Solved! Latest Win10 accumulative patch broke AV protection

FaaR

Golden Member
Dec 28, 2007
1,056
412
136
I installed the recently released April 14, 2020 KB4549951 patch today, after booting back up I notice a red cross on the windows security shield icon in the taskbar. I open the thing up, it says the antivirus and threat detection service has been stopped (no hint why), I click through to the relevant section, and there is a button to restart the service. I click it, animating dots appear which animate perpetually, then after a couple minutes an error window pops up saying "an unexpected error occurred, try again" (with no further elaboration or information on any specifics). I OK this window away - dots are still animating away, and...nothing.

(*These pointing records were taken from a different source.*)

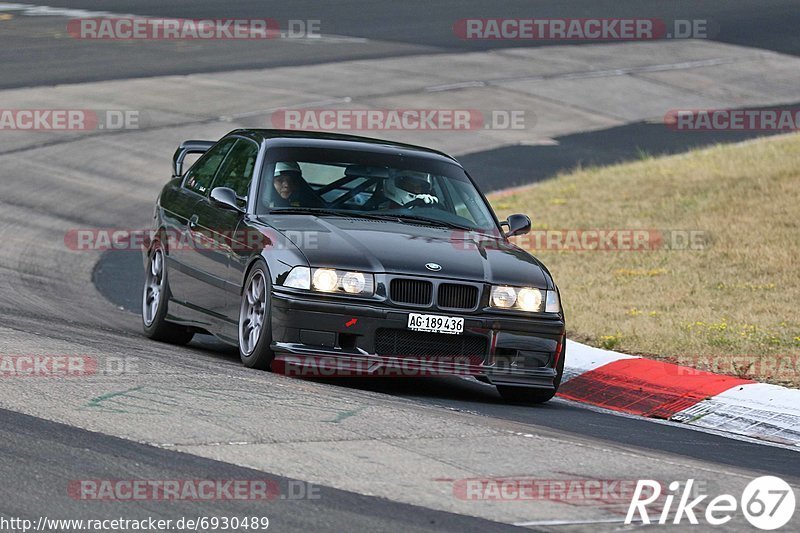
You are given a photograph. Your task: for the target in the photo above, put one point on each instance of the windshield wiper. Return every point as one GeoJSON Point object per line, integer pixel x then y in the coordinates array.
{"type": "Point", "coordinates": [434, 222]}
{"type": "Point", "coordinates": [394, 217]}
{"type": "Point", "coordinates": [309, 211]}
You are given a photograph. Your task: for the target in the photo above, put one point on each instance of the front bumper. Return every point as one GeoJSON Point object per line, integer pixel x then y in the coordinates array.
{"type": "Point", "coordinates": [314, 337]}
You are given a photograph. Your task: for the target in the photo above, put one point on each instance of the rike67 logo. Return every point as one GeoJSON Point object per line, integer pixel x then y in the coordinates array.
{"type": "Point", "coordinates": [768, 503]}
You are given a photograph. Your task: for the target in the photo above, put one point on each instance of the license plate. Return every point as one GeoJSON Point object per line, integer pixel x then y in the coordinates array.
{"type": "Point", "coordinates": [452, 325]}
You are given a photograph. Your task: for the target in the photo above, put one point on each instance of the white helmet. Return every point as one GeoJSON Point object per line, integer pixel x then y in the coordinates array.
{"type": "Point", "coordinates": [286, 166]}
{"type": "Point", "coordinates": [406, 186]}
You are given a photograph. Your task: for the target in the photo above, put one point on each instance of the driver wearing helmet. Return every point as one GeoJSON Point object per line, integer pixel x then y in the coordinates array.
{"type": "Point", "coordinates": [407, 189]}
{"type": "Point", "coordinates": [289, 187]}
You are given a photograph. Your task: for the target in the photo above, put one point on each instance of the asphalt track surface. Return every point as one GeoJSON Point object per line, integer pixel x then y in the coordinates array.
{"type": "Point", "coordinates": [64, 454]}
{"type": "Point", "coordinates": [38, 51]}
{"type": "Point", "coordinates": [471, 396]}
{"type": "Point", "coordinates": [48, 300]}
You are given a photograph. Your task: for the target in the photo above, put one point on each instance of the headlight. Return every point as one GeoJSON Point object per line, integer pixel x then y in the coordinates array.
{"type": "Point", "coordinates": [553, 304]}
{"type": "Point", "coordinates": [503, 296]}
{"type": "Point", "coordinates": [527, 299]}
{"type": "Point", "coordinates": [354, 282]}
{"type": "Point", "coordinates": [298, 278]}
{"type": "Point", "coordinates": [331, 281]}
{"type": "Point", "coordinates": [325, 280]}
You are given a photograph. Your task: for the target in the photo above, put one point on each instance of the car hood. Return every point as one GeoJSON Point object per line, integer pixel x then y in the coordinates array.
{"type": "Point", "coordinates": [405, 248]}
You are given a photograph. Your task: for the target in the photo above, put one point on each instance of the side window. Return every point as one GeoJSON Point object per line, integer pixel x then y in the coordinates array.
{"type": "Point", "coordinates": [237, 170]}
{"type": "Point", "coordinates": [199, 177]}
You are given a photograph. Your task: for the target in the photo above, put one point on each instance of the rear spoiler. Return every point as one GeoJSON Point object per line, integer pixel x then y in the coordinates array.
{"type": "Point", "coordinates": [188, 147]}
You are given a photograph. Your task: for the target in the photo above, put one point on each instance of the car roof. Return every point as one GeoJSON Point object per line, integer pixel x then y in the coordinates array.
{"type": "Point", "coordinates": [314, 139]}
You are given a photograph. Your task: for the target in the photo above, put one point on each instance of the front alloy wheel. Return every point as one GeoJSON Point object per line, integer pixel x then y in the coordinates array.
{"type": "Point", "coordinates": [154, 302]}
{"type": "Point", "coordinates": [255, 334]}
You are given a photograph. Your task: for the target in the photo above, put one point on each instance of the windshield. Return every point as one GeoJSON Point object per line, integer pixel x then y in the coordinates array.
{"type": "Point", "coordinates": [369, 184]}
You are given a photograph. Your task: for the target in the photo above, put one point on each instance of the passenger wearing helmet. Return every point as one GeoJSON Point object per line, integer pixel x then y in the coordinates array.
{"type": "Point", "coordinates": [291, 190]}
{"type": "Point", "coordinates": [407, 189]}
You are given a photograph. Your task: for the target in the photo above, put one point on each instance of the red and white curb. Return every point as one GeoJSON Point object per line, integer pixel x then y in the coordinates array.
{"type": "Point", "coordinates": [657, 389]}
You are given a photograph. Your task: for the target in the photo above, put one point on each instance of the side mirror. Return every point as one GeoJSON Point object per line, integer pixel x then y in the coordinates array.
{"type": "Point", "coordinates": [188, 147]}
{"type": "Point", "coordinates": [518, 225]}
{"type": "Point", "coordinates": [225, 197]}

...So now, I have no AV protection anymore, apparently. For who knows what reason, but the most recent patch (which installed fine apparently, with no complaints from windows) apparently borked it somehow. I've considered trying to uninstall it, but that's no good really since it was apparently fixing a big bunch of exploits, but I'm probably more open to threats this way I'm thinking. Effin microsoft, eh!

So what to do? What is there to do? *shrug* I don't even know what's wrong specifically! Windows isn't saying. It's like fumbling around in a black box.
 

Steltek

Diamond Member
Mar 29, 2001
3,034
748
136
First, make sure the system date/time is correct. Then, it would not hurt to run sfc /scannow from an elevated command prompt to ensure you don't have some type of system file corruption. If that doesn't find any issues, I 'd open services.msc, then find and right click on the "Security Center" service, and select 'Restart', followed by a reboot.
 

FaaR

Golden Member
Dec 28, 2007
1,056
412
136
If that doesn't find any issues, I 'd open services.msc, then find and right click on the "Security Center" service, and select 'Restart', followed by a reboot.
Hm. sfc did say it "found corrupt files", and says it repaired them successfully without specifying what sort of problems it found or where. I took a look in its log file, and it is very opaque with regards to what it is doing to what...

Only thing I could see that seemed to pertain to any sort of problem is a number of instances of this sort:

Code:
2020-04-17 02:03:44, Info                  CSI    0000008f Warning: Overlap: Directory \??\C:\Windows\System32\drivers\en-US\ is owned twice or has its security set twice
   Original owner: Microsoft-Windows-Foundation-Default-Security.Resources, version 10.0.18362.1, arch amd64, culture [l:5]'en-US', nonSxS, pkt {l:8 b:31bf3856ad364e35}
   New owner: Microsoft-Windows-Foundation-Default-Security.Resources, version 10.0.18362.1, arch amd64, culture [l:5]'en-US', nonSxS, pkt {l:8 b:31bf3856ad364e35}
2020-04-17 02:03:44, Info                  CSI    00000090 Warning: Overlap: Directory \??\C:\Windows\System32\wbem\en-US\ is owned twice or has its security set twice
   Original owner: Microsoft-Windows-Foundation-Default-Security.Resources, version 10.0.18362.1, arch amd64, culture [l:5]'en-US', nonSxS, pkt {l:8 b:31bf3856ad364e35}
   New owner: Microsoft-Windows-Foundation-Default-Security.Resources, version 10.0.18362.1, arch amd64, culture [l:5]'en-US', nonSxS, pkt {l:8 b:31bf3856ad364e35}
2020-04-17 02:03:44, Info                  CSI    00000091 Warning: Overlap: Directory \??\C:\Windows\help\mui\0409\ is owned twice or has its security set twice
   Original owner: Microsoft-Windows-Foundation-Default-Security.Resources, version 10.0.18362.1, arch amd64, culture [l:5]'en-US', nonSxS, pkt {l:8 b:31bf3856ad364e35}
   New owner: Microsoft-Windows-Foundation-Default-Security.Resources, version 10.0.18362.1, arch amd64, culture [l:5]'en-US', nonSxS, pkt {l:8 b:31bf3856ad364e35}

Does not seem like any sort of critical or fatal problem that would prevent an important system service from running... *shrug* I found no actual mention of any corrupt file(s), that I could see. It might be in there I don't know, but if that's the case then I don't know what to look for... :p

Ran services.msc, it would not let me stop or restart the security center service at all. All options were greyed out everywhere. It's running - apparently, or so the UI says anyway - and that's not changing it seems. lol Trying to restart antimalware from the security center window still doesn't work, even though SFC says it "repaired corruption".

Ran SFC a second time, now it completed with no problems found, but the log still shows warnings of the same type as posted above... Hell if I know what's going on... *shrug*

Thanks for trying though! Your help is appreciated, a lot.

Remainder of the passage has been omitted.